Gracious hosts, talented designers, weavers and musicians make the visit special. The Wednesday market provides a lot of exotic “food” for thought.
In a society where people have grown up hunting, the boast – “We don’t hunt, we don’t cut trees here,” is admirable. Nagaland’s green village is a Rs 3 crore project sponsored by the Ministry of Tourism, both at the state and central level. Since its inauguration on 25th October 2005, it has become a model village. However, this historical village first shot to fame after the local Angami tribe resisted the invading British army during the 1800s. Well-preserved morungs (youth dormitories) and monoliths make this village a must-see.
The land of the Angami tribe – Kohima – played a vital role during World War II. The Battle of Kohima (1944), fought at the same time as the Battle of Imphal, was a turning point for the Allied forces compelling the Japanese to retreat. The epitaph on the memorial of the 2nd British Division in the cemetery there is now known as the Kohima poem. “When you go home, tell them of us and say – For your tomorrow we gave our today.”
The week-long Hornbill Festival is held at Kisama Heritage Village which is about 12kms from Kohima. All the tribes of Nagaland take part in this festival with the aim to revive and protect its rich culture and display its traditions.
The Dzukou Valley with its breathtaking scenery and lush carpets of flowers is an ideal destination for trekking. The flowers begin to bloom in the monsoons and are at their peak in the first two weeks of July. Accessible from Manipur or Khonoma village in Nagaland.
The village of Mon, bordered by Assam in the north and Myanmar on the east, is the land of the powerful Konyak Nagas who are ‘famed’ for headhunting. It is difficult to miss the ethereal quality of this place with its undulating hills and valleys and sparkling streams, creating a breathtaking landscape altogether.
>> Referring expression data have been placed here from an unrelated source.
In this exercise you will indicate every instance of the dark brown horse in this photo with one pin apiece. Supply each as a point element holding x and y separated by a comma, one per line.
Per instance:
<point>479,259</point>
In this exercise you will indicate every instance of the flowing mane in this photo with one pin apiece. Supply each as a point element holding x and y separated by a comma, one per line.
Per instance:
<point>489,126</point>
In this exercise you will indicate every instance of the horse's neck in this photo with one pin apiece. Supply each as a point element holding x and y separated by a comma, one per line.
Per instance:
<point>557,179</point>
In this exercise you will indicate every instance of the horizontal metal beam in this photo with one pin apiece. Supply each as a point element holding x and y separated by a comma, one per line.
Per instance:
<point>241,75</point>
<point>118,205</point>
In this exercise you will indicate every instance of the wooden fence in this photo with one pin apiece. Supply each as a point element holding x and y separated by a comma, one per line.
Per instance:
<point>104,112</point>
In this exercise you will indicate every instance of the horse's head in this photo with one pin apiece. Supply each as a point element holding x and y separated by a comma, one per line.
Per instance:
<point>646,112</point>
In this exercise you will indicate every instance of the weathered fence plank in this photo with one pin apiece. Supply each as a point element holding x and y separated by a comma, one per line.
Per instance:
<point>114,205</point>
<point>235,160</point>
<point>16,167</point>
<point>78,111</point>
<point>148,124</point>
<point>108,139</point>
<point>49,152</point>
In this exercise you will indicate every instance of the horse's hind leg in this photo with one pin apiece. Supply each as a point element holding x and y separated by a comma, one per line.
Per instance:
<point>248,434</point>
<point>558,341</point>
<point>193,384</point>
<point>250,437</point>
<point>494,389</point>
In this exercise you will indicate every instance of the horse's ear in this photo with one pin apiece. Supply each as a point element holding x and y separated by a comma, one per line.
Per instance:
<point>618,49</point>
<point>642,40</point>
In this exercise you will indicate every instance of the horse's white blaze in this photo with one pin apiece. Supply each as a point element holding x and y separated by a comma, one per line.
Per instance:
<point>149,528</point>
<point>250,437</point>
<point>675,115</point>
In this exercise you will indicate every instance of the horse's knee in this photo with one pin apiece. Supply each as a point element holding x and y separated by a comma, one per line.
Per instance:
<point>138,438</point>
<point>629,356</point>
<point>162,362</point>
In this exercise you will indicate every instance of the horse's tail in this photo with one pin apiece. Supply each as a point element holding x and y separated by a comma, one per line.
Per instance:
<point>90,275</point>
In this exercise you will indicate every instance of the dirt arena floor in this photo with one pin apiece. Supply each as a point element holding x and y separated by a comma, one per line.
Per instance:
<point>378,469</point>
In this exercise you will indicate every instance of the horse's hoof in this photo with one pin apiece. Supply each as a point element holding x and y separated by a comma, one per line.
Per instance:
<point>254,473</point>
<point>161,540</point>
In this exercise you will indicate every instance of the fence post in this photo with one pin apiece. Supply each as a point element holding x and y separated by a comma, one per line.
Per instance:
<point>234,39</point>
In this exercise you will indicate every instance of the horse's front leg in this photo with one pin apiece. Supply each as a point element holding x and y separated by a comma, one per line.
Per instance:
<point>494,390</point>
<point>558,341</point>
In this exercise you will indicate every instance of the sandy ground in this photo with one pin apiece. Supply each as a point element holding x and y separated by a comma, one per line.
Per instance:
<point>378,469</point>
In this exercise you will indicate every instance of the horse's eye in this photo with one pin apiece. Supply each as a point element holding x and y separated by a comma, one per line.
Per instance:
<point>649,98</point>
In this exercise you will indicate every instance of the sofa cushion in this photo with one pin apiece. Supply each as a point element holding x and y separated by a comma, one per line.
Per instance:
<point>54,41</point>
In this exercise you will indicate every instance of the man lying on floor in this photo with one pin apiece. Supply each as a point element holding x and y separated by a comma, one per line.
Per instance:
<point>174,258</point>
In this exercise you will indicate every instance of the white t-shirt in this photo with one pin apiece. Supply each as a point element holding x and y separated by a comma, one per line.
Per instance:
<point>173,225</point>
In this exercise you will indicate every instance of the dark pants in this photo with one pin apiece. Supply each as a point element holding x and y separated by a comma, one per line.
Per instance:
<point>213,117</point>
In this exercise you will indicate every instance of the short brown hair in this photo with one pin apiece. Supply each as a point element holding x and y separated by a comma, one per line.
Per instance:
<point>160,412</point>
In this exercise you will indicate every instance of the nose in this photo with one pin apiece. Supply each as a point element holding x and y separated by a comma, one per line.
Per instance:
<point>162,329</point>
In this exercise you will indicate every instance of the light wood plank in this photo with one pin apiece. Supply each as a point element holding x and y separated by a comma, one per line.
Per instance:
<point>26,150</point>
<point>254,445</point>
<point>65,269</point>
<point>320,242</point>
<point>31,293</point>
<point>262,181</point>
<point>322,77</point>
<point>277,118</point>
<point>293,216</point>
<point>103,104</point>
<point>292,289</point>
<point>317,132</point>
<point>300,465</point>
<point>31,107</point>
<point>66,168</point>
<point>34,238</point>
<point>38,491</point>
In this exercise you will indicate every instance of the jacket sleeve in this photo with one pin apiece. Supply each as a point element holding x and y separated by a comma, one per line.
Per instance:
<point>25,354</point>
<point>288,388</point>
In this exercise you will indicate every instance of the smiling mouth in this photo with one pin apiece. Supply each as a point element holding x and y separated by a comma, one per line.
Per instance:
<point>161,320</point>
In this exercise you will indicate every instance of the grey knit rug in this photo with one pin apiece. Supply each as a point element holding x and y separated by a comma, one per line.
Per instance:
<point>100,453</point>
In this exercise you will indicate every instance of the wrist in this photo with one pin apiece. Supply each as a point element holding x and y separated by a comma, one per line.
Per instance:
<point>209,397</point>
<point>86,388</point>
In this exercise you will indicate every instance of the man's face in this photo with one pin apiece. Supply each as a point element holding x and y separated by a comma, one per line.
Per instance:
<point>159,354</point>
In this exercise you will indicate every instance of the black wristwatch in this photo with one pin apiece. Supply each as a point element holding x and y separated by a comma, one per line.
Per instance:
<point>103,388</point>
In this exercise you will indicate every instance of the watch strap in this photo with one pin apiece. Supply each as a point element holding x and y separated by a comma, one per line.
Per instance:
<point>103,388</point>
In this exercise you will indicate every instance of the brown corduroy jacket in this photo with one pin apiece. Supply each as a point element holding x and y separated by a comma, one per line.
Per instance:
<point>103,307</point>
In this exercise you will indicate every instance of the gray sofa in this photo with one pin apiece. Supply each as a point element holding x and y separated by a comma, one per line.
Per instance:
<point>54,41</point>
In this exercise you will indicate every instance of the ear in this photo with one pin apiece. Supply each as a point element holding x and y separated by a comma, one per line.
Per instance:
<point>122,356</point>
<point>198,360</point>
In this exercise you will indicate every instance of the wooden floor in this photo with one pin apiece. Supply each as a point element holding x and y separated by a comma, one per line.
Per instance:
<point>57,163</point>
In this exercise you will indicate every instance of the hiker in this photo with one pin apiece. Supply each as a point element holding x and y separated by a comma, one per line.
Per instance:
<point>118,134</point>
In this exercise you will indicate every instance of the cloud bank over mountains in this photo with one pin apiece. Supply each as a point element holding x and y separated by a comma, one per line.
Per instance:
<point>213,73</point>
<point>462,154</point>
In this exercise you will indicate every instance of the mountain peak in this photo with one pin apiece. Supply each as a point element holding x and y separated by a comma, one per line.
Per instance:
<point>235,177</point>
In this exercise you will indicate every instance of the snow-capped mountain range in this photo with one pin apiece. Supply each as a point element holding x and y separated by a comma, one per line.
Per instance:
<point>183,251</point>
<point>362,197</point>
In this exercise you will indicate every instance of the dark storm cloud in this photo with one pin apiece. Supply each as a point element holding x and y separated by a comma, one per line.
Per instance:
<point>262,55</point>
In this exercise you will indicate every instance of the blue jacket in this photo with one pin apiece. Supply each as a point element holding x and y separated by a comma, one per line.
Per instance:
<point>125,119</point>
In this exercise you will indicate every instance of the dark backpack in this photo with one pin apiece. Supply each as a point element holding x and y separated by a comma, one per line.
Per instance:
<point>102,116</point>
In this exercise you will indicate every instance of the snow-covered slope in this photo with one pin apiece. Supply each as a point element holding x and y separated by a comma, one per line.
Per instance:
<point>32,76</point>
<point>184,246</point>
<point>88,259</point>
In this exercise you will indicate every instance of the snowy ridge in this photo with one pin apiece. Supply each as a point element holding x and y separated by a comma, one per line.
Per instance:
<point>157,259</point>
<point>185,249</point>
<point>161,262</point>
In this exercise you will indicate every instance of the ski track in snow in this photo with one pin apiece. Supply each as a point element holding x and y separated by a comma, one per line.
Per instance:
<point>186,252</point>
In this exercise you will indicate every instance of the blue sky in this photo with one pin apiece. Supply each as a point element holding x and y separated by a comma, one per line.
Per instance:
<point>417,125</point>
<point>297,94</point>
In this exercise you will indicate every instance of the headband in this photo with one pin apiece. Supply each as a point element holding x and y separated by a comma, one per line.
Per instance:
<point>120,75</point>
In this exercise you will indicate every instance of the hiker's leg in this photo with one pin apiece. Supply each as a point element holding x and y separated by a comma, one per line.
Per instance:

The Konyak Nagas, with their signature tattooed faces and blackened teeth, are known for their hunting prowess. The villages are scattered; one interesting case is that of Longwa, the trans-boundary village, that falls on the Indo-Myanmar border. Its residents possess dual citizenship for both the countries. The village chief, referred to as Angh, continues to be the most powerful man of the village.